色々と考えるべきことはあるが、全てはそれからだ。
「お、どうやらお迎えが来たみたいっすよ!」
シュウスケが指さした方向を見ると、リンを先頭に何体かの大きな影が近づいてくる。
その影はまさにRPGに出てくるようなドラゴンだった。
「お待たせしたわね。あなた達を正式な客人として龍族の長がお認めになったわ」
リンの言葉と同時にドラゴンがフェルの周りをグルグルと回り誘導を始める。
俺は挨拶をしようとしたが、リンに止められた。
「龍族の長に一番に挨拶しないと不敬になるわ。彼らもその後じゃないと話してくれないしね」
俺はそんなものかと思いつつ、仲間たちと小声で話しながら進んで行く。
一番大きい岩山に辿り着き、そのふもとにある洞窟を抜け、大きな滝が流れ落ちる山頂に到達したのは1時間後の事であった。

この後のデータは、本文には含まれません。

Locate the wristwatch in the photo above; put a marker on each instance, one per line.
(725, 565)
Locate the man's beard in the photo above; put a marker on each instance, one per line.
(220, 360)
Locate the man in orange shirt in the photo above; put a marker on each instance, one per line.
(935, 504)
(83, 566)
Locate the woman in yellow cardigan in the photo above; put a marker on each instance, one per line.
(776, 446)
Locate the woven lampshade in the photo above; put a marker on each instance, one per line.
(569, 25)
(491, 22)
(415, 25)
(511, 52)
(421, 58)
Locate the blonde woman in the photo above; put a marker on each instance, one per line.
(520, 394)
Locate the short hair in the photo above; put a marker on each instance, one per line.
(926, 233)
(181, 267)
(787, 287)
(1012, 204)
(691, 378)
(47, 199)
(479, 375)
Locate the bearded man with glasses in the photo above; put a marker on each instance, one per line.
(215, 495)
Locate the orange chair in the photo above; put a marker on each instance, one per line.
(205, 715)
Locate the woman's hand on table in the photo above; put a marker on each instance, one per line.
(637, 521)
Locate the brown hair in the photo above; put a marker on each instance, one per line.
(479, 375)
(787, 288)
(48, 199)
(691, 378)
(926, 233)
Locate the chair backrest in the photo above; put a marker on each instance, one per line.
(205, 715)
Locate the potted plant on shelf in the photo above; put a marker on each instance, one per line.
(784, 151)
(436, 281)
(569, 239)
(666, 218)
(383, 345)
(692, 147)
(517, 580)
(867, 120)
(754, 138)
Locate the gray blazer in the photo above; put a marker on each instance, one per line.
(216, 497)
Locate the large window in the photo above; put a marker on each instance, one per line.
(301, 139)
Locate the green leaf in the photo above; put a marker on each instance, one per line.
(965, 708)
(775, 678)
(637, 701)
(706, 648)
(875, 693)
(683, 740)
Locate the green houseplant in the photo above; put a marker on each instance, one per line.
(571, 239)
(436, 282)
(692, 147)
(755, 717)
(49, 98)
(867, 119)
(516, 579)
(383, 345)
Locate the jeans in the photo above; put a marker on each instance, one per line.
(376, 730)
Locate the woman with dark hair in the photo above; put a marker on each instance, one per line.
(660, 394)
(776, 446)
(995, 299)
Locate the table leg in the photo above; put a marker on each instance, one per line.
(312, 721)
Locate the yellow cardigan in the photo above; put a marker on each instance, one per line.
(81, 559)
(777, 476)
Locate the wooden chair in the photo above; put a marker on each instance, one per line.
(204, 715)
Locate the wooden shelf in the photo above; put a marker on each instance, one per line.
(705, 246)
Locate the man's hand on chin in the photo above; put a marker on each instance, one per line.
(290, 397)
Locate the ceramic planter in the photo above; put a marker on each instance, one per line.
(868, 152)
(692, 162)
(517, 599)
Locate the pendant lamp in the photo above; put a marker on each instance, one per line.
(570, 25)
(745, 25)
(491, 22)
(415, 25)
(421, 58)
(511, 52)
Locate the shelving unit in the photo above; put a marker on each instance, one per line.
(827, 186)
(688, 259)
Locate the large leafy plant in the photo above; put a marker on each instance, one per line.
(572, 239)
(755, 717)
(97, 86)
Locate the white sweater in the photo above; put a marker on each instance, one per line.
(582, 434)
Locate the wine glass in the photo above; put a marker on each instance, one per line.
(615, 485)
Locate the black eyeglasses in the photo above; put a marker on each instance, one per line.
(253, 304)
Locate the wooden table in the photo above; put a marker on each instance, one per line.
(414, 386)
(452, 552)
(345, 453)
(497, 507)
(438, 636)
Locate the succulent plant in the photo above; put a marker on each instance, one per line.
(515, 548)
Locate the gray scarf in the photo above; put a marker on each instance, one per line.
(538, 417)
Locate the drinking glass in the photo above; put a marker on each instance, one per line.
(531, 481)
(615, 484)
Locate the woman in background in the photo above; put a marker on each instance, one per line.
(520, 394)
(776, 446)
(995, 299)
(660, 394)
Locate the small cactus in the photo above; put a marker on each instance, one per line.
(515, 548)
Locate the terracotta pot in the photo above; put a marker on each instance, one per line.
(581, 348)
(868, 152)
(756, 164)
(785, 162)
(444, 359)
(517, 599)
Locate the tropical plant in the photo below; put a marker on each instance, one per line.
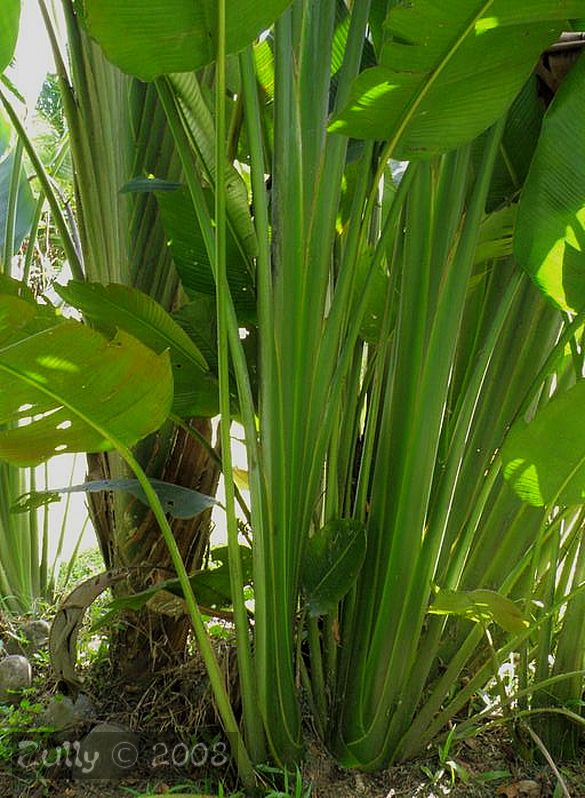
(397, 344)
(117, 237)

メガロを一体のドラゴンが治療をできる場所に運んで行き、残るメンバーで龍王との謁見となった。
「龍王! ゼロ・ド・ノクス様!」
俺たちを誘導していたドラゴンたちが一斉に叫ぶと、滝つぼの水が疼き始める。
滝つぼの中から悠然と姿を現したのは白銀の身体に黒い鱗のラインが張り巡らされた圧倒的な存在感を放つドラゴン。

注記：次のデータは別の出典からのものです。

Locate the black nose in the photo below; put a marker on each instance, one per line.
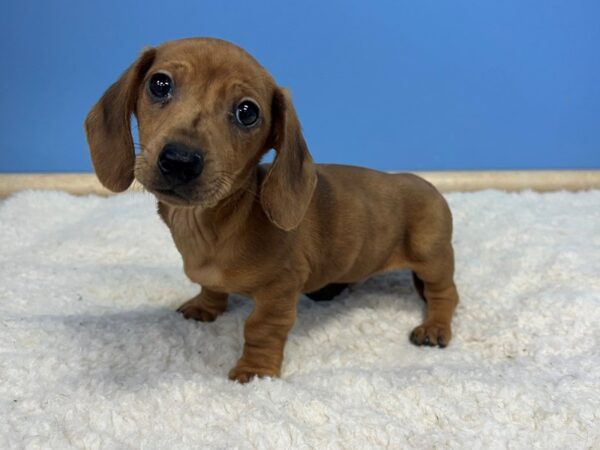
(180, 164)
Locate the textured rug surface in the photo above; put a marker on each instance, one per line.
(93, 354)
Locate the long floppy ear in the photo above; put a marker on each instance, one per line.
(289, 185)
(108, 127)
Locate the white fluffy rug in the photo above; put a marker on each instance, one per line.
(93, 354)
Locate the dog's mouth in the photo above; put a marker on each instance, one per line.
(180, 196)
(172, 196)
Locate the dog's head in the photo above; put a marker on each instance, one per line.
(207, 112)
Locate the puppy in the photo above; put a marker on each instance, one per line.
(207, 112)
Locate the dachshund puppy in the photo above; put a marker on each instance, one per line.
(207, 113)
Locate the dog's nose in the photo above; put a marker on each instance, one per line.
(180, 164)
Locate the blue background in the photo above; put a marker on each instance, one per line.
(396, 85)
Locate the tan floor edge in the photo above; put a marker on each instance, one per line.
(538, 180)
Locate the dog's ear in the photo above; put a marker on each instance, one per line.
(289, 185)
(108, 126)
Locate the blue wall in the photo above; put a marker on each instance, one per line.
(389, 84)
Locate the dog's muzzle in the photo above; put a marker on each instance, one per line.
(180, 164)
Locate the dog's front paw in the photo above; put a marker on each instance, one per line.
(431, 334)
(193, 309)
(242, 373)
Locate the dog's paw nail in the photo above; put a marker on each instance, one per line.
(413, 338)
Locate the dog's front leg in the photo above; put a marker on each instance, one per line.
(205, 307)
(265, 334)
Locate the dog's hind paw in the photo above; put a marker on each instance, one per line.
(431, 334)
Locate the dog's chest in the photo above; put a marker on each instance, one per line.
(209, 275)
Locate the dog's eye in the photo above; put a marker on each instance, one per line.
(247, 113)
(160, 86)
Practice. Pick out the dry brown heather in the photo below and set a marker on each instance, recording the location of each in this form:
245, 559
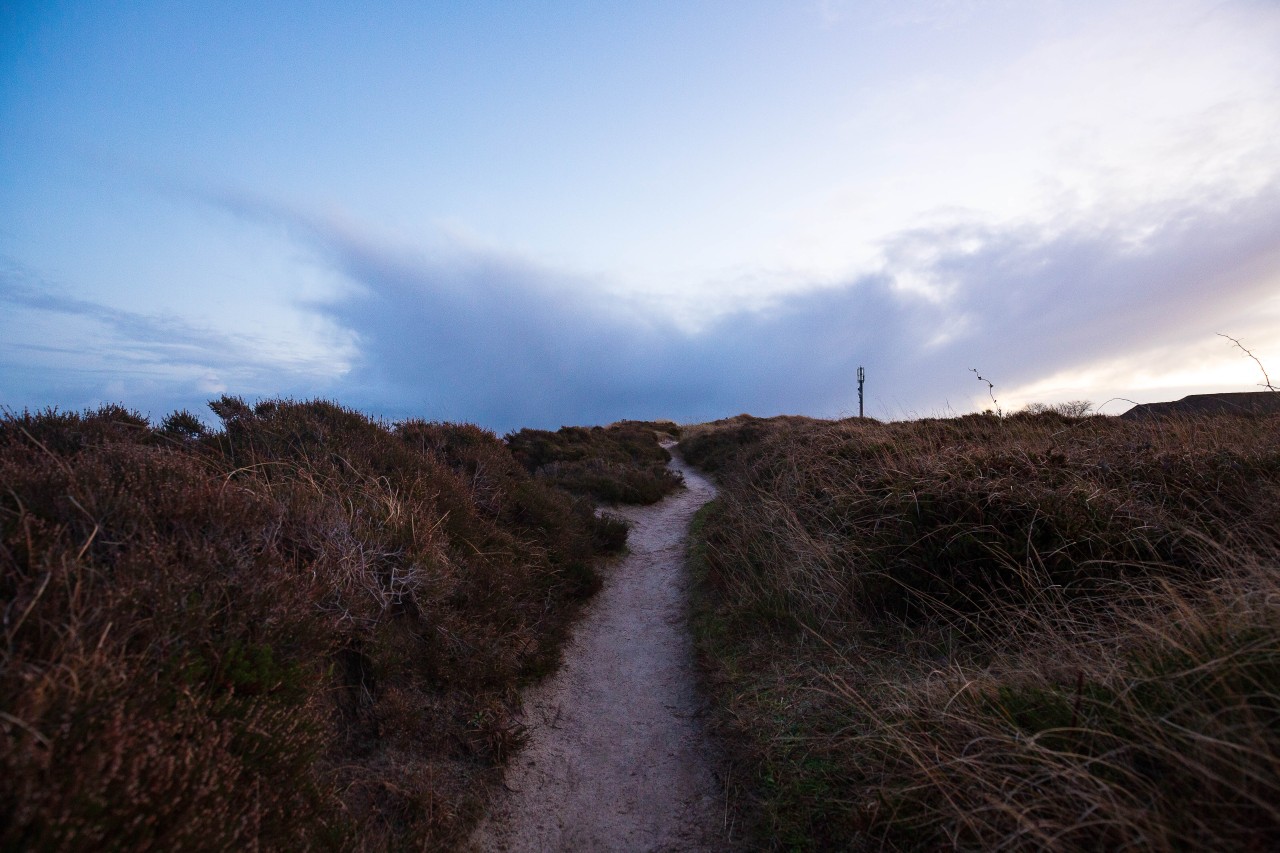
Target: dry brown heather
301, 632
1033, 632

リンはもちろんの事、その圧倒的なまでの威圧に押され、俺やシュウスケまでいつの間にか跪いていた。
「そうかしこまる事は無いぞ。旅の者よ。むしろ礼を言わなければならないのはこちらの方なのだからな」
龍王は歩みを止めると、穏やかながらも腹の底に響くような声で俺たちに話しかける。
「おおよその状況は聞き及んでいる。その子・・・・・・今はミディであったな。ミディを助けてくれたこと心から礼を言う」
頭を下げる龍王を俺は慌てて止める。
「い、いえ! 私は自分が助けたいと思っただけなので、礼を言われるほどの事では・・・・・・」
慌てふためく俺に龍王は目だけを俺に向け告げる。
「そうもいかぬ。我らの次期龍王となるべき存在、私の息子の命を救ってもらったのだ。礼をしてもしきれるものではない」
え? 今なんて?
よく聞こえなかったなぁ。
えっと、この俺にベタベタしているミディが・・・・・・
りゅ、りゅ、りゅ、龍王の息子⁉
んでもって、次期龍王だって⁉
俺は事態が把握できず、皆を見る。
俺と同じで開いた口が塞がらないといった表情のシュウスケとコタロウ。
平静を装っているがミディをガン見していることで動揺が伝わってくるフェル。
面白いことが始まったと言わんばかりにニヤニヤと笑みがこぼれているバーン。
そして、『あれ?言ってなかったっけ?』みたいな顔をしているリン。
いや、聞いてねぇよ‼
俺ってば、次期龍王にミディなんてポップな名前付けちゃったんだよ?
龍王ならもっとバジュラとかヴァルキリアスとかカッチョイイ名前を付けてやんなきゃだったじゃん!
まぁ、ミディ自身が気に入ってんだから良いんだろうけどさ・・・・・・
「今日は疲れたであろう。色々と詳しい話は明日以降に時間を設けるとして、今日はゆるりと休まれよ」
龍王が動揺している俺たちを見て、気を使ってくれた・・・・・・のかは分からないがこの場は解散となった。